Arthrosc Tech. 2024 Jun 1;13(10):103071. doi: 10.1016/j.eats.2024.103071. eCollection 2024 Oct.
This technical note explores Achilles tendinopathy treatment, focusing on the endoscopic application of a bioinductive collagen scaffold, a different approach to this prevalent condition. Indications include symptoms of midportion Achilles tendinopathy that have not responded to nonsurgical treatment. A co-axial 2-portal Achilles tendoscopy using a 30° 4-mm arthroscope is performed with the patient in a prone position. The procedure involves standard Achilles tendoscopic debridement and adhesiolysis, followed by the scaffold's introduction through the proximal portal in a rolled-up state; this bioinductive collagen scaffold is then unfolded arthroscopically and on-laid over the tendinopathy site under tendoscopic visualization. The bioinductive scaffold is then anchored with soft-tissue anchors, after which the portal incision can be closed and the patient rehabilitated according to standard protocol. This technique is notable, as it negated the need for an open incision and instead uses endoscopy for the application of this collagen scaffold which can be a stand-alone treatment option for Achilles tendinopathy; or used in conjunction with other minimally invasive Achilles tendon treatment procedures such as an endoscopic flexor hallucis longus transfer.
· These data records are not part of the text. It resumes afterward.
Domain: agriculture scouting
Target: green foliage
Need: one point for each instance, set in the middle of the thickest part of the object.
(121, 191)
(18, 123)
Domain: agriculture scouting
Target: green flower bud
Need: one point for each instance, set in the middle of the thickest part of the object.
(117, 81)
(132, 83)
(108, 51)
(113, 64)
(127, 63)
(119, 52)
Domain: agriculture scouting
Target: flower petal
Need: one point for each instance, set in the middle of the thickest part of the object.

本技术说明探讨跟腱病的治疗,重点关注生物诱导性胶原支架的内镜应用,这是针对这种常见病症的一种不同方法。适应症包括对非手术治疗无反应的跟腱中部肌腱病症状。患者俯卧位,使用30°4毫米关节镜进行同轴双切口跟腱镜检查。该手术包括标准的跟腱镜清创和粘连松解,然后将支架以卷起状态通过近端切口引入;然后在关节镜下展开这种生物诱导性胶原支架,并在关节镜可视化下覆盖在肌腱病部位。然后用软组织锚钉固定生物诱导支架,之后可以关闭切口,并根据标准方案让患者康复。这项技术值得注意,因为它无需进行开放切口,而是使用内镜来应用这种胶原支架,这可以作为跟腱病的一种独立治疗选择;或者与其他微创跟腱治疗手术(如内镜下拇长屈肌转移术)联合使用。